Congenital abnormalities of extraocular muscles causing ocular motility problems showed a spectrum from accessory additional rectus muscles to aplasia of extraocular muscles. Thin-section imaging study can be helpful to differentiate such a spectrum.1–6
Aplasia of extraocular muscles can occur in isolation; however, occasionally it may be associated with a systemic condition such as craniofacial syndrome or neurofibromatosis, and aplasia of two or more extraocular muscles can occur simultaneously.1–6 In addition, an accessory extraocular muscle can be present with a bilateral hypoplasia of the inferior rectus muscle.5 Therefore, these three possibilities should be carefully examined in patients with aplasia of extraocular muscles. Our patient did not show any evidence of these possibilities.
There is no clinical test to differentiate aplasia from palsy of the extraocular muscles. In superior oblique aplasia, the presence of amblyopia, hypertropia, or horizontal deviation can be a clue7,8; however, there are no specific clinical characteristics of aplasia of other extraocular muscles. Therefore, surgical exploration or imaging study can be essential for the diagnosis of aplasia of extraocular muscles.
The oculomotor nerves in both eyes of our patient were normal and symmetrical.

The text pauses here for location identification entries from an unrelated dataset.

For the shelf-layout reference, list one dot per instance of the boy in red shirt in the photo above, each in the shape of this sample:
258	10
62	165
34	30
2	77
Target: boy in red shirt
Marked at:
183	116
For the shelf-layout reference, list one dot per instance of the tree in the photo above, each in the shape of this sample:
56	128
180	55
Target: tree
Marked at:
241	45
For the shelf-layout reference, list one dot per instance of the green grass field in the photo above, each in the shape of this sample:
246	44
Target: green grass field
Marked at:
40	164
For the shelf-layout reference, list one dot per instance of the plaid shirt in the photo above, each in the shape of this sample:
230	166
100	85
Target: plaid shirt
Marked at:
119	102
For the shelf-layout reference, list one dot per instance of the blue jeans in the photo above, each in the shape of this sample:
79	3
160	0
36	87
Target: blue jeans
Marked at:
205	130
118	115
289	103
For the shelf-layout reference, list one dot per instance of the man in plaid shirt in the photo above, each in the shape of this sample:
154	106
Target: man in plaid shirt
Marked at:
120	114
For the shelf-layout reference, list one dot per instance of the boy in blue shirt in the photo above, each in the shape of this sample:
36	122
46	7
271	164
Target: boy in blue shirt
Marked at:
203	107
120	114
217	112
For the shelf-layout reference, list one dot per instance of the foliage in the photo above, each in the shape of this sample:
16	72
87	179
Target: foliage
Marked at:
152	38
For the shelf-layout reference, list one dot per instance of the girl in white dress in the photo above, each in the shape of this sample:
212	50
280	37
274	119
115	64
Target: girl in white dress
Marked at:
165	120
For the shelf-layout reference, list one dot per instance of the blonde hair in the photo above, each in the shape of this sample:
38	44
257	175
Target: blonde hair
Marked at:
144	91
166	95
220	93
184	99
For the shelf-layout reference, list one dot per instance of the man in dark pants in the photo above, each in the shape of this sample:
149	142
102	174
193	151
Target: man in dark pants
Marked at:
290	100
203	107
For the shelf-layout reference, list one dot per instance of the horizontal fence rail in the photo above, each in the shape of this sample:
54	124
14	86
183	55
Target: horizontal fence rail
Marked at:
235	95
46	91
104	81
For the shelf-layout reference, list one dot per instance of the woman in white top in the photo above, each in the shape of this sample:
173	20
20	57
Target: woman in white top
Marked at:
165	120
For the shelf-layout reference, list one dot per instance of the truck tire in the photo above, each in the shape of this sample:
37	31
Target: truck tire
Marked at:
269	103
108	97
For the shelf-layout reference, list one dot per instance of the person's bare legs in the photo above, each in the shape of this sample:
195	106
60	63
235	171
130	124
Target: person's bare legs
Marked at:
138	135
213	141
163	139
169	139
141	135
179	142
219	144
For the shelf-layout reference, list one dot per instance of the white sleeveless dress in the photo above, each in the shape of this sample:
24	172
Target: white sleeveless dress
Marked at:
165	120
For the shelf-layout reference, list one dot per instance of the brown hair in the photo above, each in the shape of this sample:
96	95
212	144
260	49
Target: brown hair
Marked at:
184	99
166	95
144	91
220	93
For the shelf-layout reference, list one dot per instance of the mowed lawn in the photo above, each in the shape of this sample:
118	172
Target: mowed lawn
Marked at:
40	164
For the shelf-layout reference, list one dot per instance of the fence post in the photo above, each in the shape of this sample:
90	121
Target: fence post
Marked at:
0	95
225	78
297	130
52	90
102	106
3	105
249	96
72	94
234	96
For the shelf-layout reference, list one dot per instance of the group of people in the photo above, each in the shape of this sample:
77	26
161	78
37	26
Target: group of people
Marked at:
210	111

This finding suggests that inferior rectus aplasia can be caused by a different mechanism from congenital cranial dysinnervation disorders including Duane retraction syndrome, congenital fibrosis syndrome, congenital oculomotor palsy, and congenital superior oblique palsy.9–13 A possible mechanism for inferior rectus agenesis could be that the abnormality of the fascicle, undetectable by MRI, innervates the inferior rectus muscle among the many fascicles of the oculomotor nerve by MRI.
Inferior rectus aplasia could masquerade as contralateral elevation deficit because of inhibitional palsy of the elevator of the contralateral eye. Careful extraocular motility examination and imaging study are essential for the diagnosis of inferior rectus aplasia.